Я посмотрел на Майю и вдруг понял, что это уже не та Майя Викторовна, а совсем другая, новая, неотделимая от меня. Я засмеялся беззвучным, радостным смехом, которым дети выражают радость - взрослые выражают радость совсем по-иному, - засмеялся где-то внутри, где волна подбрасывала сердце, а снаружи ни один мускул не дрогнул на моем лице.
Она, Майя, еще Майя Викторовна, ничего не заметила, что со мной произошло. Она шла на полшага впереди нас, потому что идти рядом мы не могли. Тротуар Загородного проспекта слишком узок для такой компании. Но если бы даже она шла рядом, то вряд ли обратила внимание на то, как я побледнел или покраснел, сам не знаю, какого цвета я стал от своей нежданной радости.
Только Генка заметил. И когда мы остались одни, он спросил меня:
- Ты любишь ее?
Я промолчал, я еще не разобрался в своих катаклизмах.
- Любишь, - ответил за меня Генка. - Как же нам быть?
И тогда я понял, что он любит ее.
Я молчал.

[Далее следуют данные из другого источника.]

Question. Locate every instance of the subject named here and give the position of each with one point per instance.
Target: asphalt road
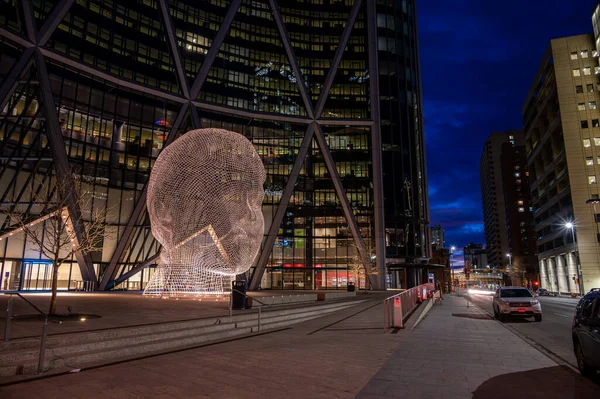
(553, 333)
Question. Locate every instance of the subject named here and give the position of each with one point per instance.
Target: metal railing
(246, 296)
(396, 307)
(8, 320)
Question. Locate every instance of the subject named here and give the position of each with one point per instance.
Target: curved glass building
(328, 91)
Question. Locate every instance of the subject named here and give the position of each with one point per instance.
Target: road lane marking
(563, 315)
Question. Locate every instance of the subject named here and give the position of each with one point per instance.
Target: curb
(540, 348)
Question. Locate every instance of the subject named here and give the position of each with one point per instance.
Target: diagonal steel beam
(14, 76)
(140, 207)
(29, 20)
(53, 20)
(136, 269)
(172, 41)
(341, 193)
(376, 148)
(337, 58)
(281, 208)
(292, 58)
(214, 49)
(61, 165)
(196, 122)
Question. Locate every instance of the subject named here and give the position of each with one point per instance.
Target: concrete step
(77, 351)
(106, 334)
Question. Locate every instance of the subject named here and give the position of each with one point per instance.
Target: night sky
(478, 60)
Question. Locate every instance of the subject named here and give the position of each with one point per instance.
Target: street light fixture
(452, 249)
(510, 266)
(571, 226)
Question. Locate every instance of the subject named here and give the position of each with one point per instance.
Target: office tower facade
(437, 237)
(328, 92)
(561, 117)
(492, 196)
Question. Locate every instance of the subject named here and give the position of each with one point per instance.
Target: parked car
(586, 333)
(516, 301)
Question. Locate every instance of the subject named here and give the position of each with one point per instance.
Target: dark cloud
(478, 59)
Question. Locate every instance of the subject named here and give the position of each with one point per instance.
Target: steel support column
(136, 269)
(292, 58)
(140, 207)
(54, 19)
(341, 193)
(14, 76)
(195, 118)
(281, 208)
(62, 167)
(28, 19)
(172, 41)
(337, 58)
(214, 49)
(376, 150)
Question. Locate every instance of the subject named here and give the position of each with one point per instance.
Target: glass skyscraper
(328, 91)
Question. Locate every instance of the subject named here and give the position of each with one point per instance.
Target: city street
(553, 333)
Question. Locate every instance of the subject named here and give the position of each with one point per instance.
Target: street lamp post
(451, 269)
(510, 266)
(571, 226)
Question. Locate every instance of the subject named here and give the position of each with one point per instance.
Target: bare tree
(363, 261)
(52, 228)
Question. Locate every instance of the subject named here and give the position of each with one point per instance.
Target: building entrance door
(36, 275)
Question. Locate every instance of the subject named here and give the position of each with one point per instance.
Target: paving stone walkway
(460, 352)
(454, 352)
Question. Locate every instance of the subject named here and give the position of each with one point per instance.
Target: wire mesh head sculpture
(204, 200)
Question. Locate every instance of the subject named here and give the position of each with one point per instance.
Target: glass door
(36, 275)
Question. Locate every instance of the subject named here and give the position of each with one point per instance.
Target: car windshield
(515, 293)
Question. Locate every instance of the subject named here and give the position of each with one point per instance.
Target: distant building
(437, 237)
(562, 130)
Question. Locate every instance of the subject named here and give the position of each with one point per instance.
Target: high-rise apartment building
(492, 196)
(437, 237)
(507, 212)
(561, 117)
(327, 91)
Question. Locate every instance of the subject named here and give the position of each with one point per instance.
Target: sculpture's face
(204, 199)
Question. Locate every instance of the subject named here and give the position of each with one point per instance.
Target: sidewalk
(460, 352)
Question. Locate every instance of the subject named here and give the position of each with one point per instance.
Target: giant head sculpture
(204, 200)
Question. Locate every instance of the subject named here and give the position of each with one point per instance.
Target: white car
(516, 301)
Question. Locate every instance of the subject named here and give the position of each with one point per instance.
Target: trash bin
(238, 294)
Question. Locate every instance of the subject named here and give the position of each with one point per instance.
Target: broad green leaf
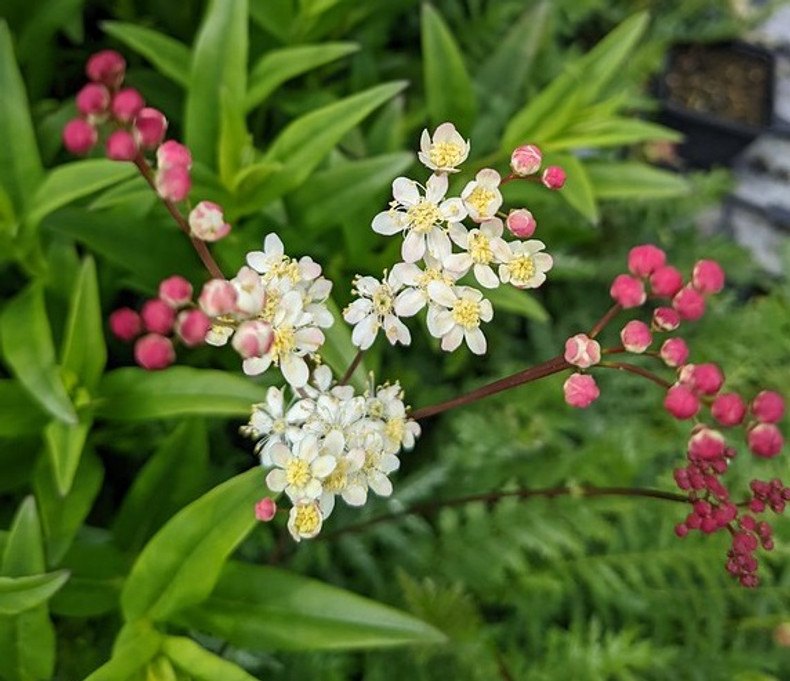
(20, 163)
(262, 608)
(27, 347)
(170, 57)
(18, 594)
(170, 479)
(219, 63)
(199, 663)
(132, 394)
(180, 565)
(277, 66)
(448, 87)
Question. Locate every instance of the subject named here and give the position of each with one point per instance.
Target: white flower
(445, 151)
(526, 267)
(462, 309)
(481, 196)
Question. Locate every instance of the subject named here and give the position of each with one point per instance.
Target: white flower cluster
(432, 225)
(327, 442)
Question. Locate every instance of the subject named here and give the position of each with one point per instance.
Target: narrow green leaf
(132, 394)
(219, 63)
(260, 608)
(199, 663)
(170, 57)
(27, 347)
(180, 565)
(278, 66)
(448, 87)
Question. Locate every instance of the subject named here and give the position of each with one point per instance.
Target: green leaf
(132, 394)
(18, 594)
(219, 64)
(199, 663)
(448, 87)
(260, 608)
(170, 57)
(27, 347)
(170, 479)
(20, 163)
(277, 66)
(84, 352)
(180, 565)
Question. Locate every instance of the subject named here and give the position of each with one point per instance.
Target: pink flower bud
(765, 440)
(154, 352)
(707, 276)
(265, 510)
(150, 126)
(173, 183)
(79, 136)
(636, 336)
(158, 316)
(553, 177)
(207, 223)
(525, 160)
(681, 402)
(126, 104)
(580, 390)
(121, 146)
(253, 338)
(628, 291)
(175, 291)
(93, 99)
(646, 259)
(172, 153)
(192, 327)
(689, 303)
(768, 406)
(521, 223)
(106, 67)
(125, 324)
(217, 298)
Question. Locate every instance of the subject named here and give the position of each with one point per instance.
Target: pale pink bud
(173, 183)
(172, 153)
(665, 281)
(681, 402)
(526, 160)
(674, 352)
(154, 352)
(580, 390)
(126, 104)
(553, 177)
(728, 409)
(765, 440)
(628, 291)
(121, 146)
(665, 319)
(150, 126)
(689, 303)
(125, 324)
(207, 223)
(582, 351)
(707, 276)
(636, 336)
(253, 338)
(768, 406)
(158, 316)
(192, 327)
(79, 136)
(175, 291)
(218, 297)
(106, 67)
(93, 99)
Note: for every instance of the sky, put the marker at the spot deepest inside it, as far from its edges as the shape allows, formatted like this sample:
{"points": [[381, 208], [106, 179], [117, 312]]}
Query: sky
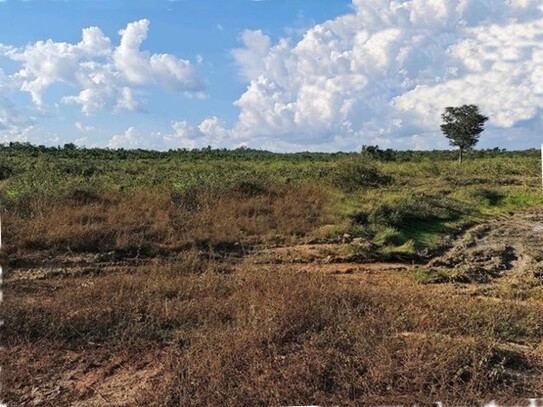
{"points": [[279, 75]]}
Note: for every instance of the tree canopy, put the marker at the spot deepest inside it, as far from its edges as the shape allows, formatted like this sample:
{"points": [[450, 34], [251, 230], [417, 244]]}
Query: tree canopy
{"points": [[463, 126]]}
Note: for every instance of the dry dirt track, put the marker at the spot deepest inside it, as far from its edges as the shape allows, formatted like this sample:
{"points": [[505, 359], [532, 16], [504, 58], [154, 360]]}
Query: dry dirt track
{"points": [[505, 251]]}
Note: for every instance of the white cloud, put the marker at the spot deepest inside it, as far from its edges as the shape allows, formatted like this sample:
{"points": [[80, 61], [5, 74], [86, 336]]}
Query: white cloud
{"points": [[130, 139], [14, 125], [211, 131], [386, 71], [82, 128], [105, 76]]}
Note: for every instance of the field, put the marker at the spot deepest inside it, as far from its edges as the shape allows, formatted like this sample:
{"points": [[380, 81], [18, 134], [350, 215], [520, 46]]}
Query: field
{"points": [[244, 278]]}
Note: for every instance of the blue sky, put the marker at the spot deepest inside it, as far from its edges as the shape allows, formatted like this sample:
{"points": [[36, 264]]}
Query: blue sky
{"points": [[283, 75]]}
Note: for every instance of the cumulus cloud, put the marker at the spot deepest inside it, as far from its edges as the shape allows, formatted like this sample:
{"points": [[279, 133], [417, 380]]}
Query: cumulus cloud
{"points": [[211, 131], [130, 139], [105, 75], [14, 125], [385, 72]]}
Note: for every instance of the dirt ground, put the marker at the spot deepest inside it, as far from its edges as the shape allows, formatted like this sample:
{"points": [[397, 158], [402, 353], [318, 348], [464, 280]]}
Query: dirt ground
{"points": [[486, 261]]}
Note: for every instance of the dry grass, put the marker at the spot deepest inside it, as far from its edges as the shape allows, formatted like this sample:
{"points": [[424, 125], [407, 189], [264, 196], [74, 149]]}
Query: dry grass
{"points": [[146, 223], [270, 338]]}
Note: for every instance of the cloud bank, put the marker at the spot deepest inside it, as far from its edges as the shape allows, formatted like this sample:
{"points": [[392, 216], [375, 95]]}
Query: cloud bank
{"points": [[384, 73], [105, 76]]}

Мог бы, конечно, сказать: "Нет у меня любви, тебе показалось". Должен был соврать, отвести мальчика от беды, от опасности. Но я молчал, хотя в самом молчании было что-то не очень-то честное.

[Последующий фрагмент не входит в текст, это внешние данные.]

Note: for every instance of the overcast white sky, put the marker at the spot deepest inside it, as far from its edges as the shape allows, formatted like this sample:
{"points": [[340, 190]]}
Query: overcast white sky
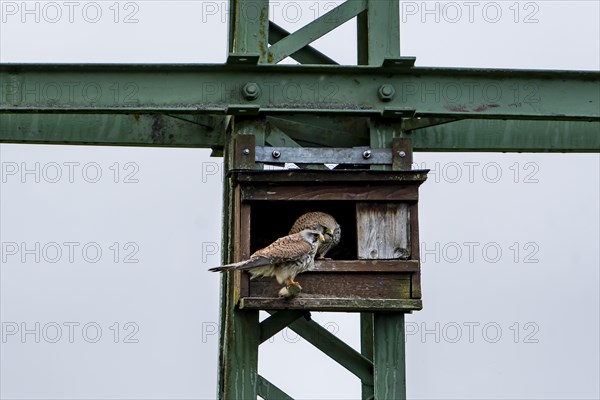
{"points": [[509, 241]]}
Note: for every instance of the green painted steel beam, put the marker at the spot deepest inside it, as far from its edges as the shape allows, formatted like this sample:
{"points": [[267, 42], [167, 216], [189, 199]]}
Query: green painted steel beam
{"points": [[389, 356], [268, 391], [277, 322], [508, 136], [306, 55], [114, 129], [346, 90], [248, 28], [315, 29], [379, 32]]}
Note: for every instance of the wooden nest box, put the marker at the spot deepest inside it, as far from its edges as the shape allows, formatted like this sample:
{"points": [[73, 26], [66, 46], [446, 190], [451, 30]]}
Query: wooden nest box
{"points": [[375, 267]]}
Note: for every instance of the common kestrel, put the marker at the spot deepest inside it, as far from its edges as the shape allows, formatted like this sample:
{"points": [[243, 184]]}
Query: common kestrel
{"points": [[284, 259], [321, 222]]}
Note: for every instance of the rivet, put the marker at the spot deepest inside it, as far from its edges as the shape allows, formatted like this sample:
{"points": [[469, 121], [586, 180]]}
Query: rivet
{"points": [[251, 91]]}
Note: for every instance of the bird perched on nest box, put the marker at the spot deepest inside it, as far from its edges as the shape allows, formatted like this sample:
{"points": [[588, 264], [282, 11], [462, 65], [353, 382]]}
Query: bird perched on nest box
{"points": [[321, 222], [284, 259]]}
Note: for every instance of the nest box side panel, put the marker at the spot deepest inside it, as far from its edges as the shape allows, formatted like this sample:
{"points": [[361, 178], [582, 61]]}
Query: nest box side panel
{"points": [[383, 231]]}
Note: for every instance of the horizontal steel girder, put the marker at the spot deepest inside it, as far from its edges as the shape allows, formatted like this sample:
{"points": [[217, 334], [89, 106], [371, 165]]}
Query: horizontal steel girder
{"points": [[512, 136], [114, 129], [349, 90]]}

- Как же нам быть? - спросил Генка, движимый великим непониманием. И сам ответил: - Мы будем любить ее вместе!
И тут я пришел в себя. Я схватил Генку за плечи и начал его трясти.
- Слушай, друг и товарищ, что мы с тобой, рехнулись? Какая еще любовь? Никакой любви! Нас было двое. Нас стало трое. Вот и все дела. Слышишь?
Но он не слышал моего голоса, моих увещеваний. Он слышал что-то совсем другое, свое, незыблемое и веселое. Веселое и печальное. Черное от печали. И зеленое от радости. В нем бушевала горячая волна, как поплавок подбрасывая сердце.